Why Mediate/Collaborate?

Traditionally, the request from one of the spouses or intended spouses for a Premarital Agreement was the beginning of a painful process that often drove a wedge between two people who were supposed to love each other.  It was handled only by attorneys, and the process began with what was usually an extremely one-sided draft being presented by the requesting fiancé or spouse as a fait accompli to his or her fiancé or spouse. The attorneys then exchanged and battled over drafts of the “Agreement,” creating a “we-they” situation that felt adversarial and threatening, building mistrust and disharmony in an otherwise secure marriage or on the eve of what was supposed to be the happiest day of parties’ lives.  Often, the spouse being asked to sign a Premarital Agreement felt that the Agreement was being forced on him or her and felt mistrusted, unprotected and uncared for by the other spouse.  The spouse requesting the Premarital Agreement then interpreted the reluctant spouse’s objections as being greedy and selfish.
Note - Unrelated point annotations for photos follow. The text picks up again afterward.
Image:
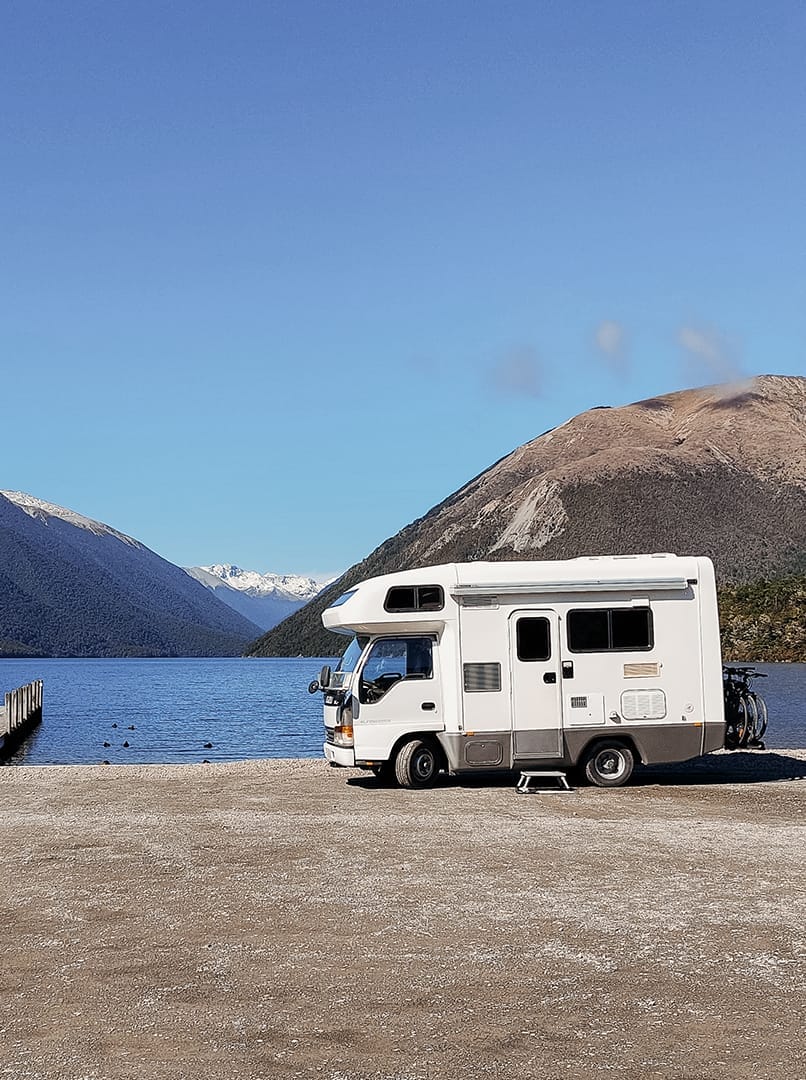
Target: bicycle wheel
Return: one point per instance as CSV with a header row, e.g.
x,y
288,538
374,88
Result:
x,y
761,717
743,724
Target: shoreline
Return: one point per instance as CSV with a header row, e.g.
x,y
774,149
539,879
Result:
x,y
276,918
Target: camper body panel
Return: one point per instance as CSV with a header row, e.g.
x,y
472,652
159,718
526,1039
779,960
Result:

Even if the request itself did not create this atmosphere of mistrust, the ongoing battle between the attorneys robbed the couple of their own voice, and made what should have been a joint planning process into an adversarial one. Many simply succumbed to the exhaustion of the process and signed in the end “just to be done. ”Mediation and Collaborative Practice are tailor-made for drafting Marital and Cohabitation Agreements, as mediators and collaborative attorneys are trained in mediation and interest-based collaborative negotiation. These processes encourage both parties to develop their goals for the relationship and one another, and to take one another’s concerns and goals into account. These two processes are also well suited in that the parties create and draft their Agreement together, more as a planning process than an adversarial one.